Doch das war wohl nur die sichtbare Spitze des Eisbergs. Offenbar wurden Bitten um Sterbebegleitung einfach abgelehnt und die Anfragen nicht weitergegeben, obwohl sechs Mitglieder des Vereins hierfür qualifiziert sind und auch bereit gewesen wären, diese schwere Aufgabe zu übernehmen. Das berichtete Anke Hennig nach einem Telefonat mit einem Eper Bürger, der um Hilfe für ältere Angehörige gebeten hatte. „Das haben wir nicht gewusst“, reagierten die „Aktiven“ des Vereins um Silke Hövelkamp fassungslos. „Wir waren alle blauäugig. Wir haben ihr einfach geglaubt. Wir haben Fehler gemacht“, merkte Hövelkamp selbstkritisch an. Viel zu viel Zeit sei vergangen, bis die übrigen Vorstandsmitglieder misstrauisch geworden seien und die Polizei eingeschaltet hätten.

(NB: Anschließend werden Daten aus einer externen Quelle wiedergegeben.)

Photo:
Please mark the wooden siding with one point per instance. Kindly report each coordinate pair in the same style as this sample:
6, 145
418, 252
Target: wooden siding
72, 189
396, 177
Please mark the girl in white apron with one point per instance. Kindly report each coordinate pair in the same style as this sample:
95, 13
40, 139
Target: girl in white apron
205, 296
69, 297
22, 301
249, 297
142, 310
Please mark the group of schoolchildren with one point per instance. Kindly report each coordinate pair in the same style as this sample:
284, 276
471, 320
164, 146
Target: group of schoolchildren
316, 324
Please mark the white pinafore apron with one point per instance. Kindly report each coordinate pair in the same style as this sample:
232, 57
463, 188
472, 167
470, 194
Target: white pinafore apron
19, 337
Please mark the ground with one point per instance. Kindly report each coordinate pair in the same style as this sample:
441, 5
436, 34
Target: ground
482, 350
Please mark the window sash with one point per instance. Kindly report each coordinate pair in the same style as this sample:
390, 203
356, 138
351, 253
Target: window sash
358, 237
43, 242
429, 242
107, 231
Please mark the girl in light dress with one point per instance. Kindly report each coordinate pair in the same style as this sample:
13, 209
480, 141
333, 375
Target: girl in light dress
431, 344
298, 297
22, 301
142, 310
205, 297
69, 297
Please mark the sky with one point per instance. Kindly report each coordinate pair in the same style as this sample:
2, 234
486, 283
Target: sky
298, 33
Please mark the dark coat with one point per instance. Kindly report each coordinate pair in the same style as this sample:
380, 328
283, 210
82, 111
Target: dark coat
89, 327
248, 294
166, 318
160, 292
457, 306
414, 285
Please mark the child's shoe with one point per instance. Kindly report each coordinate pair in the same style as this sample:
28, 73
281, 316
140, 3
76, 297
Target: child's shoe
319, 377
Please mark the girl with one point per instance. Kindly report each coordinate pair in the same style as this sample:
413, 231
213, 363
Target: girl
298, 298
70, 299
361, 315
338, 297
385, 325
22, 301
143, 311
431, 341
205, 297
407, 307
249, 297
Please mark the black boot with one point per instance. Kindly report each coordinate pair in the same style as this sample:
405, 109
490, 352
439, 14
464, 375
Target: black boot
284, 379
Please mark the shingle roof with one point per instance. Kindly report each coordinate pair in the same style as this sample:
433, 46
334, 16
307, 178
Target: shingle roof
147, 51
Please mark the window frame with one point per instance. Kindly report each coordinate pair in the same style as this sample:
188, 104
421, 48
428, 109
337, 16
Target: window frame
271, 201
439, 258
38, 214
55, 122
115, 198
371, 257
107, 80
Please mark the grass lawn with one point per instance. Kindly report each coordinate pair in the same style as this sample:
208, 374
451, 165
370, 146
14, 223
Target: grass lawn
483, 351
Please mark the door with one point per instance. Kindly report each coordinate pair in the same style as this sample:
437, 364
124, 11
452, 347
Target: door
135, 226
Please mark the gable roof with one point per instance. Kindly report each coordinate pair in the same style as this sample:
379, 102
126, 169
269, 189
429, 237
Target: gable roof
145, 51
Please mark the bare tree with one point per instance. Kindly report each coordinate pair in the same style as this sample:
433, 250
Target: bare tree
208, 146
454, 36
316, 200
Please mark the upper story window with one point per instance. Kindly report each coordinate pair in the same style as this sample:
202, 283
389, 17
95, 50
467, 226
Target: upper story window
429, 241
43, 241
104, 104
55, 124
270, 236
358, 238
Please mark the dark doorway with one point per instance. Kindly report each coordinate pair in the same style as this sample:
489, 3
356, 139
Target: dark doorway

Diese „Gutgläubigkeit“ und mangelnde klare Strukturen, beispielsweise bei der Erstattung von Auslagen („Das haben wir nie eingefordert“, Hövelkamp)) und der Zweckbindung von Vereinsvermögen, führten während der Mitgliederversammlung zu kritischen Nachfragen. Dennoch wurde den übrig gebliebenen Vorstandsmitgliedern mit großer Mehrheit Entlastung erteilt: „Wir verstehen Sie. Sie waren alle mit Herzblut dabei“, hieß es aus dem Plenum.

Alternativen, wie, sich dem Ostercappelner Verein „Spes Viva“ oder dem Hospizverein in Ankum anzuschließen, beziehungsweise als Hospizgruppe unter dem Dach der St.-Johannis-Gemeinde weiterzuarbeiten, kamen schließlich nicht zum Tragen. „Der Verein sollte weiter bestehen, weil Bramscher solche Dinge lieber vor Ort haben möchten“, meinte die spätere Vorsitzende Anke Hennig.

Der neue Vorstand will sich jetzt mit Nachdruck den administrativen Aufgaben widmen. „Ich bedanke mich im Namen meiner Vorstandskollegen für den Vertrauensvorschuss, und ich freue mich, hier etwas ganz Neues anzufangen“, fasste Hennig in ihrem Schlusswort zusammen.